De goede levenswandel
11Geliefde broeders en zusters, u bent als vreemdelingen die ver van huis zijn; ik vraag u dringend niet toe te geven aan zelfzuchtige verlangens, die uw ziel in gevaar brengen. 12Leid te midden van de ongelovigen een goed leven, opdat zij die u nu voor misdadigers uitmaken, door uw goede daden tot inzicht komen en God eer bewijzen op de dag waarop hij komt rechtspreken. 13Erken omwille van de Heer het gezag van de bestuurders die door de mensen zijn aangesteld: van de keizer, de hoogste autoriteit, 14en van de gouverneurs, die hij heeft afgevaardigd om misdadigers te straffen en om te belonen wie het goede doen. 15God wil namelijk dat u door het goede te doen onwetende dwazen de mond snoert. 16Leef als vrije mensen, en verschuil u niet achter uw vrijheid om u te misdragen, maar handel als dienaren van God. 17Houd iedereen in ere, heb uw broeders en zusters lief, heb ontzag voor God en eerbiedig de keizer.
18Slaven, erken het gezag van uw meesters en heb ontzag voor hen, niet alleen voor de goede en rechtvaardige, maar ook voor de onrechtvaardige. 19Het is een blijk van genade als iemand, doordat zijn aandacht op God gericht is, in staat is onverdiend leed te verdragen. 20Immers, is er enige reden om trots te zijn wanneer u de slagen verdraagt die u als straf voor uw wangedrag krijgt?
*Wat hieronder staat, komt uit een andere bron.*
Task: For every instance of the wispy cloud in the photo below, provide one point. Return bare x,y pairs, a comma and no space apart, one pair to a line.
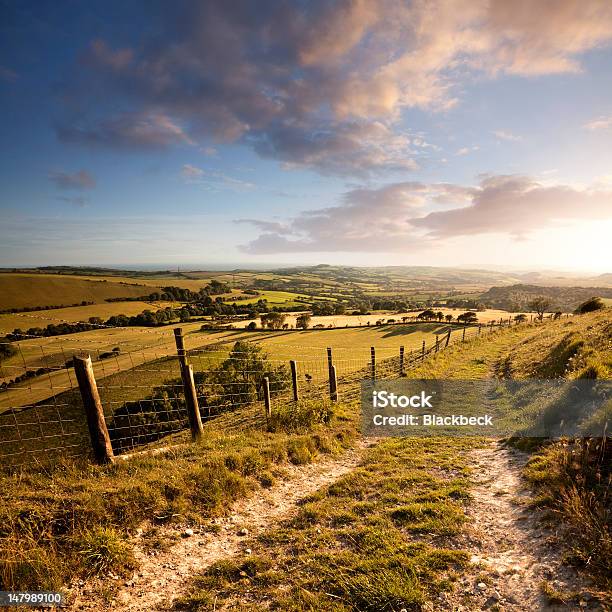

Het is echter een blijk van Gods genade wanneer u verdraagt wat u moet lijden voor uw goede daden. 21Dat is uw roeping; ook Christus heeft geleden, om uwentwil, en u daarmee een voorbeeld gegeven. Treed dus in de voetsporen van hem 22die geen enkele zonde beging en over wiens lippen geen leugen kwam. 23Hij werd gehoond en hoonde zelf niet, hij leed en dreigde niet, hij liet het oordeel over aan hem die rechtvaardig oordeelt. 24Hij heeft in zijn lichaam onze zonden het kruishout op gedragen, opdat wij, dood voor de zonde, rechtvaardig zouden leven. Door zijn striemen bent u genezen. 25Eens dwaalde u als schapen, nu bent u teruggekeerd naar hem die de herder is, naar hem die uw ziel behoedt.